Some of the reasons for the doubt include the testimony of a Russell Park employee who arrived on the scene 15 minutes after the alleged splashdown. He said the brightness of the object fluctuated, brightening and dimming alternately. A volunteer fireman backed up the statement, and said that the object he saw glowing in the pond could not have been the railroad lantern which was retrieved by police the next day. Police had tried to hook the thing into a net on the end of a long pole on Sunday, the 10th, but had no luck. A policeman, speaking "off the record," said that what he saw in the water could not have been a railroad lantern.

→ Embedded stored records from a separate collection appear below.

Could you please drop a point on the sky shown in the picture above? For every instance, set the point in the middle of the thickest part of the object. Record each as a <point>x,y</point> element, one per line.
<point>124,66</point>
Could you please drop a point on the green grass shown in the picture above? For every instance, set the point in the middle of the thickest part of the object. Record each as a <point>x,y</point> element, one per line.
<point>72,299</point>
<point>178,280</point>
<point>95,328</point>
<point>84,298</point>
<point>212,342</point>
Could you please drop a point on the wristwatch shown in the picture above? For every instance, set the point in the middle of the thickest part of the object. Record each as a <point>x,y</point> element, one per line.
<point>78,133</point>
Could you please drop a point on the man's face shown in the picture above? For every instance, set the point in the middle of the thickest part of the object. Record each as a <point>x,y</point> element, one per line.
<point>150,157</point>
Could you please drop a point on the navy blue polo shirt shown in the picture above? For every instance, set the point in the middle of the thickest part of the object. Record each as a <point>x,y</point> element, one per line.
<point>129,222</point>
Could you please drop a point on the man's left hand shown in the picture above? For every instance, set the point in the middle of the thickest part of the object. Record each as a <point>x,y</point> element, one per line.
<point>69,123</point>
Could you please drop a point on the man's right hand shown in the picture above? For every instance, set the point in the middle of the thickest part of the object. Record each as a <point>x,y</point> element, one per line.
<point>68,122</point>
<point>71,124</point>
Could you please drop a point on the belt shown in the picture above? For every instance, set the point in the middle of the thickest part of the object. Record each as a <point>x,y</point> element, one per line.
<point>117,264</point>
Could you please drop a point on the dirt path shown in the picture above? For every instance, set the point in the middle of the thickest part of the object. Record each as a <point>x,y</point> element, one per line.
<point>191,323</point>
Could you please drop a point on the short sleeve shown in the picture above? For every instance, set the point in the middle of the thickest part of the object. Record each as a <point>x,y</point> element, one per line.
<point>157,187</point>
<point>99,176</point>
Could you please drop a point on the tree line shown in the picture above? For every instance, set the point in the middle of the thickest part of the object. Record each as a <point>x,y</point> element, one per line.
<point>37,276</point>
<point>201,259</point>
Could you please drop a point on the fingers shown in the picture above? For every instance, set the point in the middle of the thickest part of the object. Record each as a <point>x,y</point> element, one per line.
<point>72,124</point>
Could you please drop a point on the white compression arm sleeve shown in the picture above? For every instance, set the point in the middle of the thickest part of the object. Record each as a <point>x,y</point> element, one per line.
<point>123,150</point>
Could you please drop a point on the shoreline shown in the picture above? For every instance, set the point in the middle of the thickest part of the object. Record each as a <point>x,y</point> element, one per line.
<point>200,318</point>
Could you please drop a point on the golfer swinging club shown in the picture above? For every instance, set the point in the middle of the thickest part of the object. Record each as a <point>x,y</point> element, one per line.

Other points which lend doubt were the facts that a scuba diver from New York State retrieved the lantern, his wife said she would not comment when asked whether he had been requested to go to Carbondale by authorities there, and a police scuba diving team as well as divers from the Wallenpaupack Scuba Club (located in Carbondale) were not asked to search for the lantern.
A Carbondale merchant who sells lanterns such as that retrieved from the pond said the lantern couldn't have stayed lit for nine hours (from the time it was seen to come down until it was retrieved). Consequently, a large number of people in the Carbondale area doubt that the police retrieved the real source of the glow.